A sample of gold ore contains 22.0 g of gold metal per 100kg of ore. If gold has a market value of $350.00 per oz., what mass of ore, in tons, must be refined to get one million dollars worth of pure gold?
You want 1E6 dollars at $350/oz so you need 1E6/350 = ??ounces Au.

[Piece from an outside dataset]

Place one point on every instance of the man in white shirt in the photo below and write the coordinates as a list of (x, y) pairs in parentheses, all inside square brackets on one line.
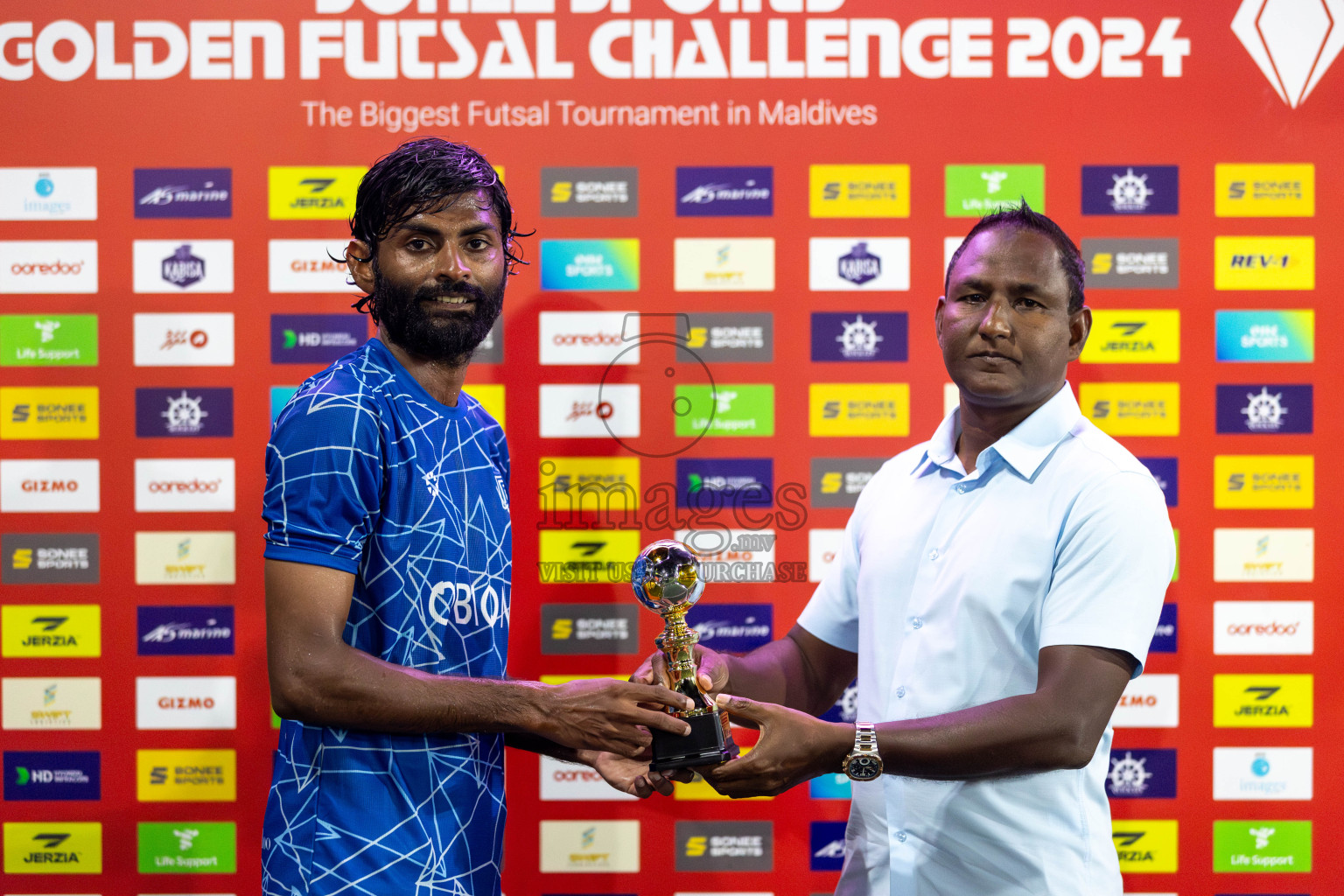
[(998, 587)]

Convert ??ounces to grams (the problem doesn't specify Troy oz or Avoirdupois oz so you may need to ask). Multiply that by 100,000/22 because it isn't 100% gold in the ore,convert that to pounds then to tons. Post your work if you get stuck.
To find the mass of ore that needs to be refined to obtain one million dollars worth of pure gold, we need to follow these steps:
Step 1: Determine the market value of one gram of gold.
Since there are 28.35 grams in an ounce, we can convert the market value of gold from dollars per ounce to dollars per gram:
$350.00 per oz. ÷ 28.35 g per oz. = $12.34 per g
Step 2: Determine the mass of pure gold required to equal one million dollars.
One million dollars divided by the market value per gram of gold gives us:
$1,000,000 ÷ $12.34 per g = 81,046.92 g
Step 3: Convert the mass of pure gold to kilograms.
Since there are 1,000 grams in a kilogram:
81,046.92 g ÷ 1,000 g per kg = 81.05 kg
Step 4: Determine the mass of ore needed to obtain the desired mass of pure gold.
The mass of gold metal per 100 kg of ore is given as 22.0 g. Therefore, the mass of ore needed can be calculated as:
81.05 kg × (100 kg / 22.0 g) = 368.41 kg
Step 5: Convert the mass of ore to tons.
Since there are 1,000 kg in a ton:
368.41 kg ÷ 1,000 kg per ton = 0.37 tons
Therefore, approximately 0.37 tons of ore must be refined to obtain one million dollars worth of pure gold.